The Oyster July 27th - August 19th

If you have a pet llama, then you should try to avoid wearing red on Friday. This may seem an unreasonable request, but you really want the violent and bloody death of an innocent llama on your conscience? You will not meet any world leaders this week. Try to deal with this unsatisfying news by remaining calm and not attacking anyone with a sporting accessory. This week, if you meet a Squid that looks at all like Colin L. Powell then you might be in for some fun times. If however, you meet a Squid that resembles Tiger Woods, then you will almost certainly become violently ill before the end of the week.

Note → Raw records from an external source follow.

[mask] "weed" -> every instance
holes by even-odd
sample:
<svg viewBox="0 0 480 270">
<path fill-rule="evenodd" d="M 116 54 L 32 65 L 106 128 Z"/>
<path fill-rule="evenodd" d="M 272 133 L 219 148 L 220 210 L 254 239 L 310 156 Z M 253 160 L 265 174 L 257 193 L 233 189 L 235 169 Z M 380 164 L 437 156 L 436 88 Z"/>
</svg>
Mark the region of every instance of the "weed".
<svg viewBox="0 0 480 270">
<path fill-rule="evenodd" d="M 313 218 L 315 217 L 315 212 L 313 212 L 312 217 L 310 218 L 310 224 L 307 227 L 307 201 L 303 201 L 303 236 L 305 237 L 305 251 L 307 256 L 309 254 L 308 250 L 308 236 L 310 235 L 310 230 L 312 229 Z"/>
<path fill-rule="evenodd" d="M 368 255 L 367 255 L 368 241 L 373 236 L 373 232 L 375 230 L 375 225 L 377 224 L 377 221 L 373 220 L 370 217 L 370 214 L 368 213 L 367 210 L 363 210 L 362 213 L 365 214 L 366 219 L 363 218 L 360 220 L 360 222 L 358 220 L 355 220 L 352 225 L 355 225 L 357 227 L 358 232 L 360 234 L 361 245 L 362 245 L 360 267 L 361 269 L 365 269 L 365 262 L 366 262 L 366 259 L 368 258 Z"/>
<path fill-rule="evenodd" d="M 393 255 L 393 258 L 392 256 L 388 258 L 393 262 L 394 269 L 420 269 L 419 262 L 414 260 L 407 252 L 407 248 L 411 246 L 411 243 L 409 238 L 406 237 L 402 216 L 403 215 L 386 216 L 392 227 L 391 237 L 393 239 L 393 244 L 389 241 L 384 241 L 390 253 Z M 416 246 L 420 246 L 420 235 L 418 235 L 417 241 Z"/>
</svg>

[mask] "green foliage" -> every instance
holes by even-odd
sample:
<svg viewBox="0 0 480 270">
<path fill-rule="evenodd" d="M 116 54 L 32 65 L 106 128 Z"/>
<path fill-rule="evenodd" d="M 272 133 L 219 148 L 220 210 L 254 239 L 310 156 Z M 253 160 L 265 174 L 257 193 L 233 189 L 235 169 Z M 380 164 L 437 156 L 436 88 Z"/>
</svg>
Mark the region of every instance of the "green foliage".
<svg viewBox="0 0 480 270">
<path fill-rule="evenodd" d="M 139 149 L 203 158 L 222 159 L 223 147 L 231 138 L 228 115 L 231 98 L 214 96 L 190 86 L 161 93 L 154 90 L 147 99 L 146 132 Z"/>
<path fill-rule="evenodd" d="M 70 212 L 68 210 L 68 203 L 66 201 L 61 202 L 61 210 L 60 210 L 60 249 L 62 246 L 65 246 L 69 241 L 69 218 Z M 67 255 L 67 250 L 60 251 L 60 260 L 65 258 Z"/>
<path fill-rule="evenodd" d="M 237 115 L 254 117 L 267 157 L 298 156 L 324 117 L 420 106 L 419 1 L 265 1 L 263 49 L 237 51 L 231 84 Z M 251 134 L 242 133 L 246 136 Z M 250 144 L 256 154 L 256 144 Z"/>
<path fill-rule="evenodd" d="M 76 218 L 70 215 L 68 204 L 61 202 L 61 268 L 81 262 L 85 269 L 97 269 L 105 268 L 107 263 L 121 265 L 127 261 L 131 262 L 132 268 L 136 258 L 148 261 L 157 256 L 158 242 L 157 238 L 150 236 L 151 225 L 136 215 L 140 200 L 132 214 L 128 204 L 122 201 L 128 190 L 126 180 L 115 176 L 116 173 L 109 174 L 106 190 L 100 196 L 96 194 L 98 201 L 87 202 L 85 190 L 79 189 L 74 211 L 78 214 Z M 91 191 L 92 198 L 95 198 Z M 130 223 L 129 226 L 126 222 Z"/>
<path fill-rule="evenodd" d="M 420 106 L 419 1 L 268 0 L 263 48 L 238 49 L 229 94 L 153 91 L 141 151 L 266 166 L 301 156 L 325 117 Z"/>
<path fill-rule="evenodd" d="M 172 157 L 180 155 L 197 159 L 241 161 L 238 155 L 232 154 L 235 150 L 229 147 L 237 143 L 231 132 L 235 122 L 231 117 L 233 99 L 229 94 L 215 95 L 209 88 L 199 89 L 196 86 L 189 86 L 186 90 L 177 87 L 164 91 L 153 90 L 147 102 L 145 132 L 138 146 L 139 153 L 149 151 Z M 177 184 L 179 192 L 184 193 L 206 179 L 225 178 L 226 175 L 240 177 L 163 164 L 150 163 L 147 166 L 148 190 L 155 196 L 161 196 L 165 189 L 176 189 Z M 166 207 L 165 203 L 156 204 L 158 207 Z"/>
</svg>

The Scallop August 20th - October 1st

Don't be surprised when an accidental slip on a calculator this week could lead to a diplomatic incident involving the French Navy. If you were a vegetable, you'd probably be a tomato. Watch that you don't get squashed this week. You will come to the defense of a Barnacle this week when a common friend insults them for "not being a true Mollusk".


The Octopus October 1st - October 29th

In a parallel universe you were born as Charles Dickens. Don't get too excited, because you are still living in this universe. Take the time to make some sense of what you want to say. And cast your words away upon the waves. Given the choice, you might think that you would have preferred to be born as Michelangelo, but the reality is that you would end up spending a lot more money on lubrication products.


The Mussel October 30th - December 1st

Ignite your enthusiasm this week by planning a trip, but avoid buses, trains, and planes as these might bring you danger. This is a great week for trying something completely new such as listening to jazz, ballroom dancing, or invading a neighboring country. You will kill yourself if you arrive late for work this week so purchase 7 alarm clocks to be on the safe side.